David se sentiu satisfeito por encontrá-la em casa. Claire provavelmente vigiou a paciente teimosa e por isso ela não estava realizando nenhuma travessura. Ao se aproximar da porta percebeu que estava aberta e por isso entrou mesmo sem ser anunciado. O que ele poderia encontrar demais além de duas amigas trocando confidências. A casa estava completamente em silêncio e ele se encorajou a adentrar mais buscando algum sinal de vida. Ouviu um praguejar vindo do quarto. Reconheceu a voz de Isabelle, ela deveria estar em apuros para variar e era seu dever ajudá-la. Caminhou alguns passos e parou na soleira entreaberta do quarto dela. Em silêncio e hipnotizado ficou a observá-la.
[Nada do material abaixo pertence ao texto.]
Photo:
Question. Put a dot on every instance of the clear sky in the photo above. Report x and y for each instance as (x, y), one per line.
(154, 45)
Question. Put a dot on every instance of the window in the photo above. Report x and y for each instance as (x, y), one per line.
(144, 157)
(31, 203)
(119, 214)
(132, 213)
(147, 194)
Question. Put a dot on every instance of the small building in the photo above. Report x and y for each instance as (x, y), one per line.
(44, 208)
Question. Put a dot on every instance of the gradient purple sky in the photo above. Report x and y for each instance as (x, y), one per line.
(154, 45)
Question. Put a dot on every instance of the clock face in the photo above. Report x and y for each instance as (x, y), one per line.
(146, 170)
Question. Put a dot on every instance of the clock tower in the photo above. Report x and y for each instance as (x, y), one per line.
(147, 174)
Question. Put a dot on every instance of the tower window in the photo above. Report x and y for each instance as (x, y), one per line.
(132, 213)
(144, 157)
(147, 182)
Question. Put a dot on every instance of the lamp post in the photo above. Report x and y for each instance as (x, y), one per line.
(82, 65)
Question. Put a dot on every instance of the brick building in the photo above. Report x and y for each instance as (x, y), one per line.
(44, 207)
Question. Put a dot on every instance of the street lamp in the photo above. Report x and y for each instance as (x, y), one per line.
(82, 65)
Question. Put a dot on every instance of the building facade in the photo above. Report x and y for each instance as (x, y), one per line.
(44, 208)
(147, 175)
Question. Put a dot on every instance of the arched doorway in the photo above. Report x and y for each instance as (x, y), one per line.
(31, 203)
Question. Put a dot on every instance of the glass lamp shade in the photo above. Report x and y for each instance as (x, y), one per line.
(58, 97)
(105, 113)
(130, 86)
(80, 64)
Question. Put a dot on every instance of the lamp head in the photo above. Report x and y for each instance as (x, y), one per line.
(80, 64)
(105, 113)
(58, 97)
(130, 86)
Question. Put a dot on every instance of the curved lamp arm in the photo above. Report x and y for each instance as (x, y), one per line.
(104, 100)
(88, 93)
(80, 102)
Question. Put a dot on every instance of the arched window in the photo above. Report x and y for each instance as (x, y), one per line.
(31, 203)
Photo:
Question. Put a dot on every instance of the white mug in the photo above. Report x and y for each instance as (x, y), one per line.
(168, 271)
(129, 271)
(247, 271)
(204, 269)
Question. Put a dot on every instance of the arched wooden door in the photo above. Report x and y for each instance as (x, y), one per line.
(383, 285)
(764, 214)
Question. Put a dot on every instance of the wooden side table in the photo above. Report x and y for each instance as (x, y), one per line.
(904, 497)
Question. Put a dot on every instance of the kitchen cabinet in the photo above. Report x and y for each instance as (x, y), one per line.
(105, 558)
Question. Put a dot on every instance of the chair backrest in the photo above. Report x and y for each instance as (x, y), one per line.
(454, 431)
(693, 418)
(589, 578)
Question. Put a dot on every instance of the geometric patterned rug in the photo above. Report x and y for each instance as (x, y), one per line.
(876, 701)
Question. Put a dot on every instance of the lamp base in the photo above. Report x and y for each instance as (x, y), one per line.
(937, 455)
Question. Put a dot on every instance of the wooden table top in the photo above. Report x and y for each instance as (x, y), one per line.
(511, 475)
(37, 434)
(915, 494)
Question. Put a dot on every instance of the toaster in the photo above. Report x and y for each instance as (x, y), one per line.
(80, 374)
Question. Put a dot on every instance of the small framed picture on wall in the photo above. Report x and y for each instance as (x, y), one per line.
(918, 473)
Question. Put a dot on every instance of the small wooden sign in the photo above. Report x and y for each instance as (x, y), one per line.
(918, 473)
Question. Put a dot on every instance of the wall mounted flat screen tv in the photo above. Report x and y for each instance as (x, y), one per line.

Isabelle tinha os cabelos molhados, provavelmente acabara de se banhar pois o perfume inebriante de flores invadiu suas narinas espalhando-se por todos os seus sentidos. Teve impulso de tocar sua pele com os lábios para saber se tinha o mesmo sabor delicado que a aquele cheiro o intuía. Sentiu imediatamente uma pontada em sua virilidade, não era uma sensação incomum quando estava perto daquela mulher que era fonte de tantas de suas fantasias.

Isabelle praguejava tentando abotoar sua camisa branca, contudo, era óbvio que o machucado no braço havia lhe tirado parte de sua mobilidade.

—Eu posso ajudá-la com isso._sugeriu David. Ele percebeu a tensão se instalar na musculatura da mulher ao ouvir o som de sua voz. De fato, ela não era indiferente a ele.

—Nunca ouviu falar em bater à porta?

—A porta estava aberta e acho que algumas formalidades não são mais necessárias entre nós, você não acha?_jogou com cinismo e pretensão.

—Formalidades são sempre necessárias, capitão Grief._ ela recuperou-se da tensão inicial e começou a jogar com ele também.

—Além disso, imaginei que Claire estivesse com você._disse enquanto se aproximava.

—Ela teve que sair cedo para ajudar Lavínia._seus batimentos se aceleraram com a proximidade dele.

—Permita que eu a ajude._ logo David estava compartilhando o mesmo ar que ela e suas mãos ásperas tocavam o tecido delicado da camisa.

Isabelle prendeu a respiração quando os dedos dele roçaram suavemente seus mamilos enrijecidos sob o pano fino da peça. Grief notou a excitação da mulher e uma onda de prazer o invadiu ao perceber que mesmo não demonstrando claramente que ela ainda se sentia atraída por ele. Ergueu com delicadeza o seu queixo e viu em olhos dela o reflexo de seu próprio desejo. Aproximou-se de seus lábios e os tomou para si. Faziam muitos meses desde que David havia provado o doce sabor de sua boca, entretanto, guardava consigo a memória de que os beijos de Isabelle eram inesquecíveis.